Atomicity, volatility and immutability are different, part one

Atomicity, volatility and immutability are different, part one

Rate This
  • Comments 23

I get a fair number of questions about atomicity, volatility, thread safety, immutability and the like; the questions illustrate a lot of confusion on these topics. Let's take a step back and examine each of these ideas to see what the differences are between them.

First off, what do we mean by "atomic"? From the Greek ἄτομος, meaning "not divisible into smaller parts", an "atomic" operation is one which is always observed to be done or not done, but never halfway done. The C# specification clearly defines what operations are "atomic" in section 5.5. The atomic operations are reads and writes of variables of any reference type, or, effectively, any built-in value type that takes up four bytes or less, like int, short and so on. Reads and writes of variables of value types that take more than four bytes, like double, long and decimal, are not guaranteed to be atomic by the C# language.

What does it mean for a read and write of an int to be atomic?  Suppose you have static variables of type int. X is 2, Y is 1, Z is 0. Then on one thread we say:

Z = X;

and on another thread:

X = Y

Each thread does one read and one write. Each read and write is itself atomic. What is the value of Z? Without any synchronization, the threads will race. If the first thread wins then Z will be 2. If the second thread wins then Z will be 1. But Z will definitely be one of those two values, you just can't say which.

David Corbin asks in a comment to my previous entry whether immutable structs are guaranteed to be written atomically regardless of their size. The short answer is no; why would they be? Consider:

struct MyLong
{
    public readonly int low;
    public readonly int high;
    public MyLong(low, high)
    {
        this.low = low;
        this.high = high;
    }
}

Ignore for the moment the evil that is public fields. Suppose we have a fields Q, R and S of type MyLong initialized to (0x01234567, 0x0BADF00D), (0x0DEDBEEF, 0x0B0B0B0B) and (0, 0),  respectively. On two threads we say:

S = Q;

and

Q = R;

We have two threads. Each thread does one read and one write, but the reads and writes are not atomic. They can be divided! This program is actually the same as if the two threads were:

S.low = Q.low;
S.high = Q.high;

and

Q.low = R.low;
Q.high = R.high;

Now, you can't do this because that's writing to a readonly field outside a constructor. But the CLR is the one enforcing that rule; it can break it! (We'll come back to this in the next episode; things are even weirder than you might think.) Value types are copied by value; that's why they're called value types. When copying a value type, the CLR doesn't call a constructor, it just moves the bytes over one atomic chunk at a time. In practice, maybe the jitter has special registers available that allow it to move bigger chunks around, but that's not a guarantee of the C# language. The C# language only goes so far as to guarantee that the chunks are not smaller than four bytes.

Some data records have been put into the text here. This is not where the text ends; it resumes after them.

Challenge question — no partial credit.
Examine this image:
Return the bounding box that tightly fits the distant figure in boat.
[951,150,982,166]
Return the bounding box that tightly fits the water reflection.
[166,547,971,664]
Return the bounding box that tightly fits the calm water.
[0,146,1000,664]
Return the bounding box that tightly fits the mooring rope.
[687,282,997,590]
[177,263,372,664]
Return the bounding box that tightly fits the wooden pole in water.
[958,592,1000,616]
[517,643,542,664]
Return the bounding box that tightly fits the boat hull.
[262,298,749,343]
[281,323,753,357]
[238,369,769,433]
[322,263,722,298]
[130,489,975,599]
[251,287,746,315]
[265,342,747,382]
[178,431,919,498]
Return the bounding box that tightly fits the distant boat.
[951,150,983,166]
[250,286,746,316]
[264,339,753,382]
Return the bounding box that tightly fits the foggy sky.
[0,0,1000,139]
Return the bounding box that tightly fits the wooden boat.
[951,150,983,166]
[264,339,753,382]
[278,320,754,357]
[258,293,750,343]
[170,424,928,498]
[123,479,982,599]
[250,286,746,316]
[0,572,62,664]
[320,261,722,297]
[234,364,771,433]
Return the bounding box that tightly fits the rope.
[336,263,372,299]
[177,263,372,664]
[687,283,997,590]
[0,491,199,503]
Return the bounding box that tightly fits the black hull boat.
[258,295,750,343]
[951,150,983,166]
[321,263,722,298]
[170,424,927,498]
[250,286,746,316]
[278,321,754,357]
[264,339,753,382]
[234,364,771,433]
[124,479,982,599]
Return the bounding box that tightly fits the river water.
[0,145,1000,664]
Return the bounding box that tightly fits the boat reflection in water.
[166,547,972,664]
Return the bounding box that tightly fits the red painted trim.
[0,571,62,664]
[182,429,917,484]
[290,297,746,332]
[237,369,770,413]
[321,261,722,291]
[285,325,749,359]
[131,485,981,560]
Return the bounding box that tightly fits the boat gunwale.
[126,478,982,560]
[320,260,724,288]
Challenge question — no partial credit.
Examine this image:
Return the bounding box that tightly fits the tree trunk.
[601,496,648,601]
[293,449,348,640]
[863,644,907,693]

Now the threads can race such that perhaps first S.low = Q.low runs, then Q.low = R.low runs, then Q.high = R.high runs, and then S.high = Q.high runs, and hey, S is now (0x0DEDBEEF, 0x0BADF00D), even though that was neither of the original values. The values have been splinched, as Hermione Granger would say (were she a computer programmer).

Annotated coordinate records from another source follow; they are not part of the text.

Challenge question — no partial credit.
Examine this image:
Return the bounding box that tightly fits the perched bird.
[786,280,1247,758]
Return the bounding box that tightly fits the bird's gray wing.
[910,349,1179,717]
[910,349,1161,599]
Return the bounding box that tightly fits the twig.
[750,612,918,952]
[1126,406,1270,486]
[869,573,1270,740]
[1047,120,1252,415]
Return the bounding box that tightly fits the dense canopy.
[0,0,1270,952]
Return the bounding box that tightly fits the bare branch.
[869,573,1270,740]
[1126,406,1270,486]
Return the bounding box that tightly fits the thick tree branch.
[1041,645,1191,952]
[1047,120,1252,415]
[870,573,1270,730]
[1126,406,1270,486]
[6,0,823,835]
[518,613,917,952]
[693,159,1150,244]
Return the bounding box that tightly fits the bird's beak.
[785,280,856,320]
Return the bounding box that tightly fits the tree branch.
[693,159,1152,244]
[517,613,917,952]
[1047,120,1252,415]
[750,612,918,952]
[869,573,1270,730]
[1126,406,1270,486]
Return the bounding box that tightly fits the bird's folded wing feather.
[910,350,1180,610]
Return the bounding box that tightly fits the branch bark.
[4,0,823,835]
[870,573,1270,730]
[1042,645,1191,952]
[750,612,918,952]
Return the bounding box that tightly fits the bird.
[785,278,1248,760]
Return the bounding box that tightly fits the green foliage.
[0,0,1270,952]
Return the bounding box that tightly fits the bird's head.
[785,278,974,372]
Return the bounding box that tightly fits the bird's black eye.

(And of course, the ordering above is not guaranteed either. The CLR is permitted to copy the chunks over in any order it chooses; it could be copying high before low, for example.)

The name "MyLong" was of course no accident; in effect, a two-int readonly struct is how longs are implemented on 32 bit chips. Each operation on the long is done in two parts, on each 32 bit chunk. The same goes for doubles, the same goes for anything larger than 32 bits. If you try reading and writing longs or doubles in multiple threads on 32 bit operating systems without adding some sort of locking around it to make the operation atomic, your data are highly likely to get splinched.

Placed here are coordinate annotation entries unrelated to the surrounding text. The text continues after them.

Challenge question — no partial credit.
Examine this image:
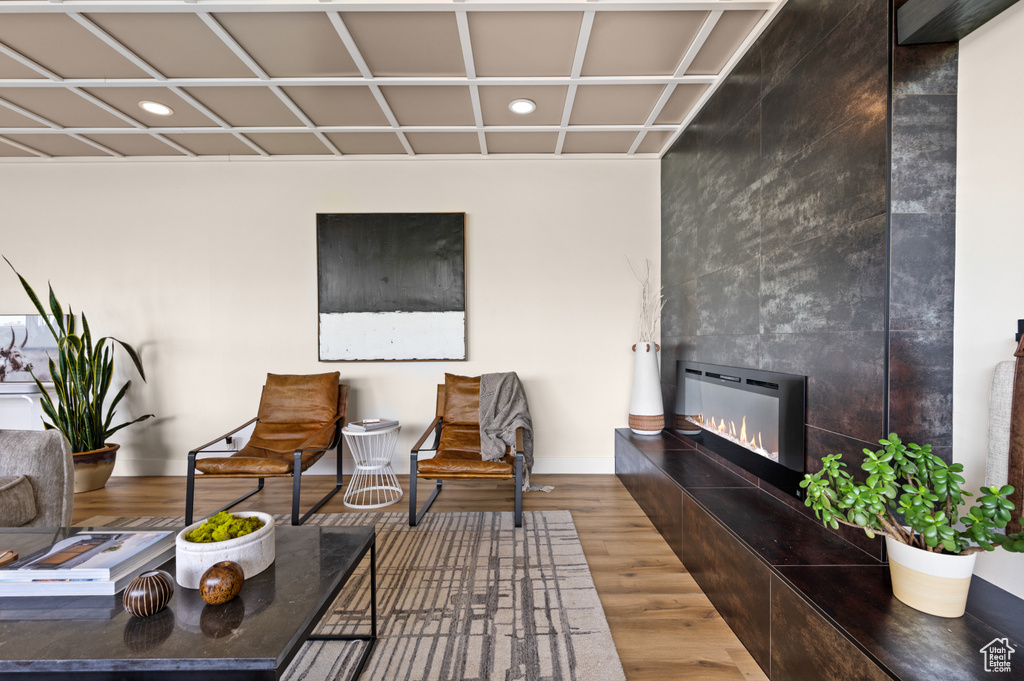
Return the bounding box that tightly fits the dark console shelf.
[615,429,1024,681]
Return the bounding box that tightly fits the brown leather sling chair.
[185,372,348,525]
[409,374,523,527]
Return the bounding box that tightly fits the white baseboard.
[114,455,615,477]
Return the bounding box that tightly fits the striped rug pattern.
[88,511,626,681]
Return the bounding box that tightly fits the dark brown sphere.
[199,560,246,605]
[121,569,174,618]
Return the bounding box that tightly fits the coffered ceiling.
[0,0,785,162]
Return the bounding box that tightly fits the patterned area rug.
[82,511,626,681]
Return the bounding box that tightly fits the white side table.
[341,426,402,508]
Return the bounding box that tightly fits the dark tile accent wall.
[662,0,957,471]
[889,0,958,450]
[662,0,889,473]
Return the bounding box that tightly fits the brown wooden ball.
[121,569,174,618]
[199,560,246,605]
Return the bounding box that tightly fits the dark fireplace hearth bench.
[615,429,1024,681]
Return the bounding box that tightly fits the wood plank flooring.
[74,475,767,681]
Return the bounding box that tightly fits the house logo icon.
[978,637,1017,673]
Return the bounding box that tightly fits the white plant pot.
[630,342,665,435]
[886,537,978,618]
[174,511,275,589]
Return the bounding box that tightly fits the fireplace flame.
[686,414,778,461]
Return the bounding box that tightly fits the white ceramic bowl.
[174,511,275,589]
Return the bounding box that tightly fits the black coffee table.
[0,525,377,681]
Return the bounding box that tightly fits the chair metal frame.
[409,416,523,527]
[185,412,345,525]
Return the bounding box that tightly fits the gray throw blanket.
[480,372,554,492]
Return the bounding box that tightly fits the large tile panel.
[761,215,886,334]
[761,1,889,169]
[761,108,888,253]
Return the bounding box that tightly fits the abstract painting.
[316,213,466,360]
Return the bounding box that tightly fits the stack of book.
[345,419,398,431]
[0,530,175,597]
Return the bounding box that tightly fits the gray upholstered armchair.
[0,430,75,527]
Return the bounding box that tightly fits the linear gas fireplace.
[673,360,807,497]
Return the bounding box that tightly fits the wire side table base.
[341,426,402,509]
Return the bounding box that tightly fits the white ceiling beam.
[0,0,777,14]
[0,122,688,135]
[628,10,725,155]
[68,133,125,159]
[327,12,416,156]
[0,43,63,83]
[657,0,785,157]
[68,12,167,81]
[196,11,270,81]
[0,75,718,88]
[0,136,53,159]
[0,98,63,129]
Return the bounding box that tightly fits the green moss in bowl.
[185,511,263,544]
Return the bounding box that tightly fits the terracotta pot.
[629,341,665,435]
[886,537,978,618]
[72,444,121,495]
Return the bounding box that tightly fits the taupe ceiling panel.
[89,13,253,78]
[569,85,665,125]
[0,139,36,159]
[686,10,764,74]
[327,132,407,155]
[406,132,480,154]
[0,0,785,163]
[0,88,131,128]
[562,132,637,154]
[342,12,466,77]
[215,12,359,78]
[0,14,145,78]
[164,132,256,156]
[468,11,583,77]
[85,134,184,156]
[0,54,46,78]
[654,83,708,125]
[0,104,46,128]
[486,132,558,154]
[637,130,672,154]
[381,85,474,125]
[284,85,388,125]
[246,132,331,156]
[86,87,215,128]
[4,135,111,158]
[186,87,302,127]
[480,85,568,125]
[583,11,709,76]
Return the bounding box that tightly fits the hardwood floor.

The only operations that are guaranteed by the C# language to be atomic without some sort of help from a lock or other synchronization magic are those listed above: individual reads and writes of variables of the right size. In particular, operations like "increment" and "decrement" are not atomic. When you say

i++;

that's a syntactic sugar for "read i, increment the read value, write the incremented value back to i". The read and write operations are guaranteed to be atomic, but the entire operation is not; it consists of multiple atomic operations and therefore is not itself atomic. Two attempts to increment i on two different threads could interleave such that one of the increments is "lost".

There are many techniques for making non-atomic operations into atomic operations; the easiest is simply to wrap every access to the variable in question with a lock, so that it is never the case that two threads are messing with the variable at the same time. You can also use the Interlocked family of helper methods which provide atomic increment, atomic compare-and-exchange, and so on.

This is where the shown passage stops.